1943 wurde Hackett das Kommando über die 4. britische Fallschirmjägerbrigade übertragen. Es folgten Einsätze in Italien und im Herbst 1944 während der Operation Market Garden bei Arnheim. Nach einer weiteren schweren Verwundung geriet er in deutsche Gefangenschaft und wurde in ein Krankenhaus eingeliefert. Mit Hilfe der holländischen Widerstandsbewegung konnte er jedoch entkommen und wurde mehrere Monate in Ede versteckt gehalten. Für seinen Einsatz bei Arnheim wurde er zum zweiten Mal mit dem Distinguished Service Order ausgezeichnet.

1947 kehrte Hackett nach Palästina zurück, wo er das Kommando über die Transjordanische Grenzstreitkräfte übernommen, sterben jedoch aufgrund des Rückzugs aus der Region bald aufgelöst wurde.

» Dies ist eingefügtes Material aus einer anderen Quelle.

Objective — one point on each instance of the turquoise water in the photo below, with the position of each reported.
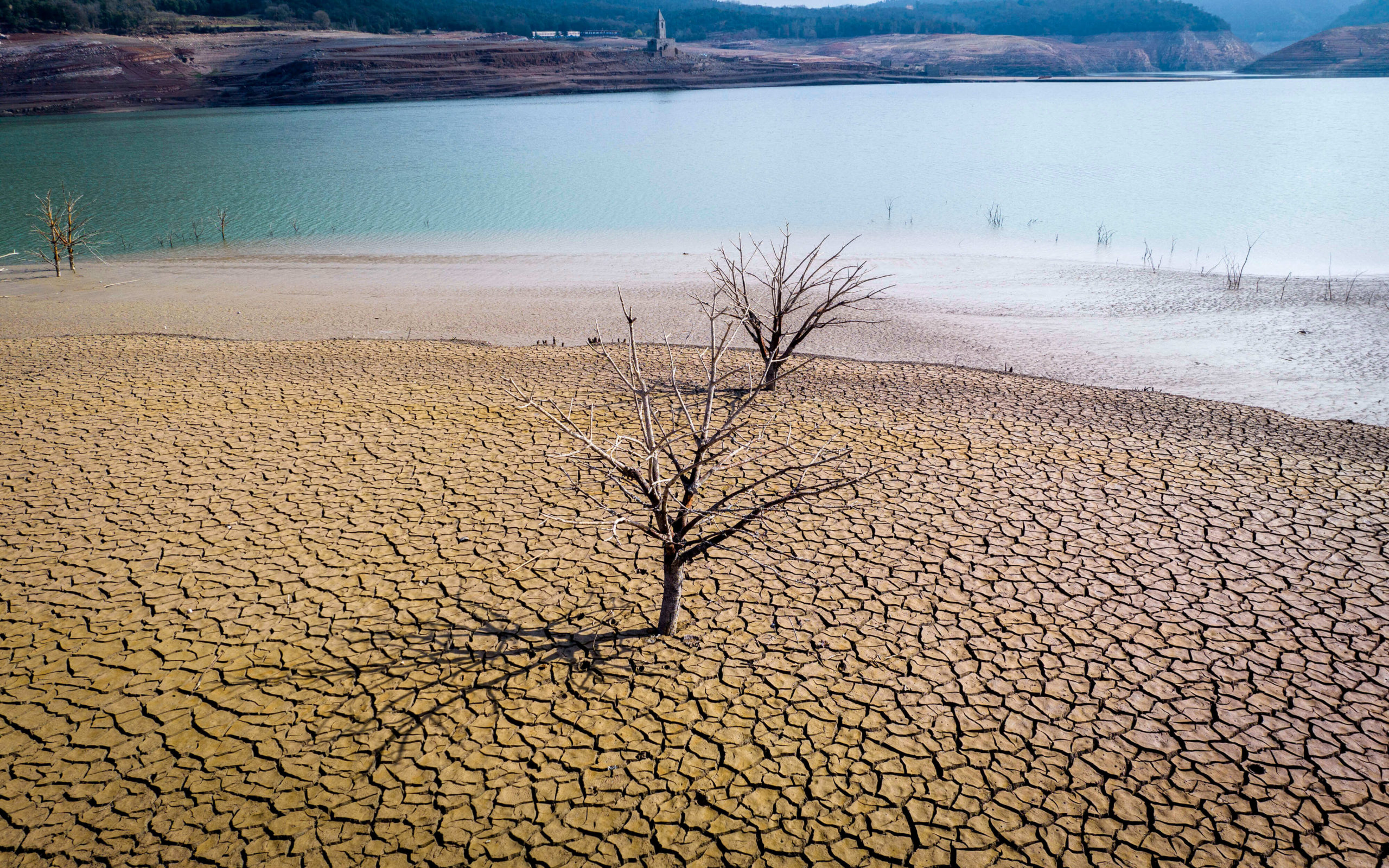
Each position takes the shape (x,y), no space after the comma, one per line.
(1299,164)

1954 wurde er zunächst Kommandeur der 20. Panzerbrigade. Zwei Jahre später, nach Einer Beförderung zum Generalmajor, wurde ihm der Befehl über die 7. Panzerdivision übertragen. 1958 übernahm er das Kommando über das Royal Military College of Science in Shrivenham. 1961 wurde Hackett zum Generalleutnant befördert und wurde kommandierender General der Britischen Armee in Nordirland. 1963 wurde er stellvertretender Generalstabschef. Zwei Jahre später übernahm er das Kommando über die Britische Rheinarmee sowie die Northern Army Group der NATO.

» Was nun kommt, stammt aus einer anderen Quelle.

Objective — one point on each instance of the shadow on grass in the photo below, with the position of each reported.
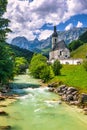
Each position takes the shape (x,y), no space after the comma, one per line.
(23,85)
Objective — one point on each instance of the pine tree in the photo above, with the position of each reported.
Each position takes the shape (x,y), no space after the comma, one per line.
(3,22)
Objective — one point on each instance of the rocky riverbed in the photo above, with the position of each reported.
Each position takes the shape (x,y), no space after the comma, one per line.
(70,95)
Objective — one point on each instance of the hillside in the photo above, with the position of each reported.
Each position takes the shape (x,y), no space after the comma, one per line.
(20,52)
(83,37)
(81,52)
(44,46)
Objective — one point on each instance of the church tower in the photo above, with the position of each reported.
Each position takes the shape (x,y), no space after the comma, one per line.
(54,38)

1968 schrieb Hackett einen Leserbrief an die Times, der am 6. Februar erschien und in dem sich Hackett kritisch über die Meinung seiner Meinung nach unzureichender Stärke der NATO-Streitkräfte in Europa (speziell der britischen) sowie über die unterschätzte Bedrohung durch dener Pakte . Da er dies als britischer Offizier nicht hätte tun dürfen, unterschrieb er den Brief offiziell als NATO-Offizier. Der Brief führte zu heftigen Kontroversen in der Öffentlichkeit und letztendlich zu Hacketts Pensionierung. [1] [2]

Nach seinem Rückzug ins Zivilleben war Hackett von 1968 bis 1975 Prinzipal am King’s College London.

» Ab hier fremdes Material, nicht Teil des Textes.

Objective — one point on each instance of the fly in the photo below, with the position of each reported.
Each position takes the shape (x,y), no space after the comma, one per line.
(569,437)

Hackett verfasste zahlreiche Bücher über weitere Themen. Sein bekanntestes Werk ist das 1978 erschienene Buch Der Dritte Weltkrieg: Hauptschauplatz Deutschland (Originaltitel: Der Dritte Weltkrieg: August 1985). Darin beschreibt Hackett rückblickend einen fiktiven Angriff von Truppen des Warschauer Pakts auf Westeuropa im Jahre 1985, der nach einem begrenzten Atomkrieg mit einem Sieg der NATO-Truppen endet. Das Vorwort zur deutschen Ausgabe schrieb der deutsche General Johann Adolf Graf von Kielmansegg.


Über diese Kataloge

Die ausführlichen Kataloge beschreiben die Papiere der meisten Sammlungen des Zentrums, wobei es sich bei einer Sammlung normalerweise um die Papiere einer einzelnen Militärfigur handelt. Jeder ausführliche Katalog enthält eine allgemeine Einführung und eine Biographie der betreffenden Person. Die Beschreibungen sind normalerweise auf Einzelelement- oder Dateiebene. Zusätzlich zu den umfangreichen Detailkatalogen, die im Liddell Hart Center for Military Archives selbst verfügbar sind, werden für diese Site im World Wide Web Online-Versionen vorbereitet.